Two recent privacy laws—GDPR and the California Consumer Privacy Act (AB-375) --focus more attention on protecting digital privacy of individuals. Both laws will require that security professional up their game. In this post I will cover some of the security implications of AB 375. Gone are the days when privacy requirements could be handed off to privacy officers or legal counsel. Today’s requirements are so granular that they will require new security technology, processes and knowledge.
To summarize the California Consumer Privacy Act of 2018:
- It goes into effect January 1, 2020
- It includes a private right of action in breaches involving unencrypted or nonredacted personal information
- It offers California citizens the right to
- Know what information is being collected about them
- Know if their information is being sold and to whom
- Forbid sale of personal information
- Gain access to their personal information
- Retain their rights to equitable service even if they forbid sale of their information
- Exceptions are made for business that are not located in California and do business outside of the state. This exception would apply to Las Vegas casinos, even when serving California citizens.
What are some of the implications of these rights for security professionals? Broadly, they fall into the requirements for confidentiality, integrity and risk management. One area is data classification and handling. Often neglected in risk management, it is now front and center. Businesses must know what information they are collecting and where they are getting it from. Businesses will have to respond to consumer requests regarding the categories of information they keep about consumers. Classification must include: categories of information; specific pieces of information collected; sources of information; commercial purpose for collecting; third parties to whom the data is sold; whether the information may be sold or not.

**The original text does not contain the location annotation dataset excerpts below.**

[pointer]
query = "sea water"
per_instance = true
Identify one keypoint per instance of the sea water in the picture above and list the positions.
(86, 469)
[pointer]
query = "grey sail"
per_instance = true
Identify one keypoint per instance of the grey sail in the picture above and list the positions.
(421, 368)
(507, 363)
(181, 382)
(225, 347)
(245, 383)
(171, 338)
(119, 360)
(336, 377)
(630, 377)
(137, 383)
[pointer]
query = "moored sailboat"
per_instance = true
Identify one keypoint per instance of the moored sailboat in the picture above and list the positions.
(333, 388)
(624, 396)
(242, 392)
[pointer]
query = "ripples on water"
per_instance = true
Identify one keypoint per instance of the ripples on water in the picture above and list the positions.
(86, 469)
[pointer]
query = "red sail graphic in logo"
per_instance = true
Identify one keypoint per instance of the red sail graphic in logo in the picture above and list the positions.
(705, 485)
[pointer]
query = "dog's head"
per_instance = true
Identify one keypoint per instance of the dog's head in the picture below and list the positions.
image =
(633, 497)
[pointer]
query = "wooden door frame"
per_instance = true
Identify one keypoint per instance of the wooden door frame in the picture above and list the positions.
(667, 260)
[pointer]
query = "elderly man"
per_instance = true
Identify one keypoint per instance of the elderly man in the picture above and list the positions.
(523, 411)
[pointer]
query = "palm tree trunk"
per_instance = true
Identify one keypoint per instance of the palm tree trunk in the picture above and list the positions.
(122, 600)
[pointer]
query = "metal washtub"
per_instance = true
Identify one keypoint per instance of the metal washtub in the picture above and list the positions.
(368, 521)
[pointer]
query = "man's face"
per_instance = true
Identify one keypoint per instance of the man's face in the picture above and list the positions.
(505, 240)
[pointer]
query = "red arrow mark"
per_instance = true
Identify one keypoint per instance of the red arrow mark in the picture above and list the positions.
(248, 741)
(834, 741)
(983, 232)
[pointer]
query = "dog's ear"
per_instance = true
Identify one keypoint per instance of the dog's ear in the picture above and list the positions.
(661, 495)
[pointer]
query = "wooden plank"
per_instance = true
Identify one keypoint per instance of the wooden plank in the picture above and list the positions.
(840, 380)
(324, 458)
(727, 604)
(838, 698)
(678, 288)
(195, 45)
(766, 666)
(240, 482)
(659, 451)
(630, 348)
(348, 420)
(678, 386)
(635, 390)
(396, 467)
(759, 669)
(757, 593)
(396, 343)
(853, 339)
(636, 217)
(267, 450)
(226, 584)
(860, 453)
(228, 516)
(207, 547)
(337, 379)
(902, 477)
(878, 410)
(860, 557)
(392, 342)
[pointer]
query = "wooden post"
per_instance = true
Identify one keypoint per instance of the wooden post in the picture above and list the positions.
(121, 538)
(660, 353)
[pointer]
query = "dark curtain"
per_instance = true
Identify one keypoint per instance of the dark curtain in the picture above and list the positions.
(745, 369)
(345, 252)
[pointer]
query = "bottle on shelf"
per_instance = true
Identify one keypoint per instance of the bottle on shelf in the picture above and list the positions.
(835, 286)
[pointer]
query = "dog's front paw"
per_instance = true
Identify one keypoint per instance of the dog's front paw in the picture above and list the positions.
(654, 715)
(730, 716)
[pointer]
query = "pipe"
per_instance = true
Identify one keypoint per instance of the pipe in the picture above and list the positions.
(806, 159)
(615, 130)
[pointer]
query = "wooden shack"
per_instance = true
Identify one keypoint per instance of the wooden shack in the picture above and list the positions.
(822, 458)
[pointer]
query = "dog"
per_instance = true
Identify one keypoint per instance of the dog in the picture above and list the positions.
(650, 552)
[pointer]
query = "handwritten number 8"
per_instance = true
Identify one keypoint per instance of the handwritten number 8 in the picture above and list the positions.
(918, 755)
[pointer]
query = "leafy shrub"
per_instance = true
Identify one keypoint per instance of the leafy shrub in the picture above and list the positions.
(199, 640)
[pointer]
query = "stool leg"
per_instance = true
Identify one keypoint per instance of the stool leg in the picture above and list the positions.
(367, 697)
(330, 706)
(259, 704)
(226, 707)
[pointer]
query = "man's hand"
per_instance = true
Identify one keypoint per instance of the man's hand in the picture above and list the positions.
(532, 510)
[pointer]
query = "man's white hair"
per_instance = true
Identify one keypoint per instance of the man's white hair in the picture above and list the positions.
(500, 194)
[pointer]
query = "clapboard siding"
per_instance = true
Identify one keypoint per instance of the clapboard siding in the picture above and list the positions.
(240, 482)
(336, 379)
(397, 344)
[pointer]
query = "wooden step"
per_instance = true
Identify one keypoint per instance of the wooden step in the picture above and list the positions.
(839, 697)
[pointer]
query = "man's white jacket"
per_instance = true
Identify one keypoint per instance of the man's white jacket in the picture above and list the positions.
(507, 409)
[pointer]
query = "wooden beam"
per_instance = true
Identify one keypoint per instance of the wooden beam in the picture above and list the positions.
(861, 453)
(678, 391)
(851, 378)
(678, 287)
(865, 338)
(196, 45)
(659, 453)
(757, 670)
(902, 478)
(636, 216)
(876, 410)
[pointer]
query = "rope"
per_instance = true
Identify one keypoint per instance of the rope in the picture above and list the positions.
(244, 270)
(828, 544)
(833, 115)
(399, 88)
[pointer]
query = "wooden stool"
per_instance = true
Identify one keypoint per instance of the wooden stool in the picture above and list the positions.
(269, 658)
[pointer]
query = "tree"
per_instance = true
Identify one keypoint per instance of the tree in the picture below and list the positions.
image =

The definition of “personal information” is now broader than what many consider at first glance. AB-375 defines it as: “information that identifies, relates to, describes, is capable of being associated with, or could reasonable be linked, directly or indirectly, with a particular consumer or household. Identifiers include: name, address, IP address, email address, browsing history, search history, geolocation data, employment information, audio information, etc. More categories of data will need to be protected by organizations covered by this law.
Consumers now have the right to request deletion of their information. This mandates that data flow diagrams be created showing the lifecycle of the data. These have been required by PCI DSS and now will be required to effectively assure data destruction of other categories of personal information. More demanding are third party contracts, which now must require data destruction on an individual record basis. Security officers will need some type of assurance that this is being done.
AB-375 does not restrict businesses from collecting, using, retaining, selling or disclosing information that is deidentified. The bill requires that businesses have technical controls to prevent consumer information from being associated to a consumer, either directly or indirectly. Security professionals will need to understand how “deidentified” is interpreted under this and other privacy regulations and be prepared to support the definition with technology.
Another issue is authentication of consumers who request information about their data. The law requires that a response be provided within 45 days (extensible to 90 days). The security team will need to have a process for verification of the identity of the consumer before any information is released.
For overall risk management, AB-375 provides some financial penalties to document security impact. Damages up to $750 per incident per consumer may be sought in private action by the consumer. If your firm maintains records on 1000 consumers, you could be liable for $750,000 under a class action. In addition, the California Attorney General can bring a civil action against a firm in violation of the law and fines up to $7500 per incident can be levied.
This post illustrates the new frontier for security officers: privacy technology. While not completely new, the teeth provided by GDPR and AB-375 suggest that we all step up our knowledge of privacy technologies and processes.